Work in a small or medium business
For some, small to medium-sized firms are where many young lawyers hang out and the firms they value the most. These firms are more informal, they work on more substantial files and they have a more flexible culture. Young lawyers begin practicing law earlier and have a greater stake in the business than they would at a large law firm.
The disadvantages of working in a small business usually include lower pay and, of course, long hours. Small firms have smaller budgets, which means they cannot afford to have specialist departments to support lawyers. In many cases, lawyers will have to manage their own billing, invoices, or even marketing.

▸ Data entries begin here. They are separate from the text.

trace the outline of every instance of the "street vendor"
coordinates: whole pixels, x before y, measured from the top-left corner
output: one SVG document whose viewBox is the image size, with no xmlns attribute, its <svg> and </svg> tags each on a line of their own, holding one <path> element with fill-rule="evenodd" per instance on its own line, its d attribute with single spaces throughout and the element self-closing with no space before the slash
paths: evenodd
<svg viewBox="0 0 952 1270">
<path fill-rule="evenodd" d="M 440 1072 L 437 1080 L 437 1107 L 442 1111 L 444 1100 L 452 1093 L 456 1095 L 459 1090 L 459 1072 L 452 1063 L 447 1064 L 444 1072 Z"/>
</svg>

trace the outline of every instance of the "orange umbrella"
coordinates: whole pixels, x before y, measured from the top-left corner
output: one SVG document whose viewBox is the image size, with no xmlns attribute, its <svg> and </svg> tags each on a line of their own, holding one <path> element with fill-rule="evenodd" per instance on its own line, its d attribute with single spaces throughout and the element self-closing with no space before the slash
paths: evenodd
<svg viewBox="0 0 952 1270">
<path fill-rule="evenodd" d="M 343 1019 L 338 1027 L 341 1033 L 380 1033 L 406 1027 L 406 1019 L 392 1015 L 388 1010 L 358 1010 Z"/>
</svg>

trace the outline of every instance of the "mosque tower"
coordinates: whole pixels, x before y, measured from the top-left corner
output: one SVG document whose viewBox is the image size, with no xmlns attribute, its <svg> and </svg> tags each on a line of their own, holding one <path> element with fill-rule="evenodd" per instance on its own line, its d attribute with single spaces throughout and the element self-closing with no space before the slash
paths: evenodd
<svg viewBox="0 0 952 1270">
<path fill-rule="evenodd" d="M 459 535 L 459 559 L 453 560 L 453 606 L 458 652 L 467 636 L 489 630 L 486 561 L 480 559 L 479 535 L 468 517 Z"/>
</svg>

The silver here is that these lawyers are exposed to all aspects of running a law firm and can branch out to own their own firm.
Working in a sole proprietorship
Some lawyers leave law school wanting to get out on their own right away. This can work well for many lawyers, especially if they have an entrepreneurial spirit and a desire to be in control. However, by making the decision to own your own law firm, lawyers assume all risk and responsibility for running the firm. This can be very stressful, especially for new lawyers.
All hope is not lost however and being a solo practitioner has become more common with the introduction of technology. Law practice management software has expanded the way lawyers practice, manage their businesses, and support their clients. On a single platform, lawyers can track and invoice time, prepare invoices, manage cases, process payments online, and even send documents for electronic signature. For lawyers with an entrepreneurial spirit and a desire to own their own practice, there’s never been a better time to start a solo practice.
Key points to remember
Lawyers have a lot of options after law school, it just depends on what they are looking for. Large law firms, small law firms, and sole proprietorships all have their pros and cons. It is important, however, that the pros outweigh the cons and that lawyers really enjoy what they do every day.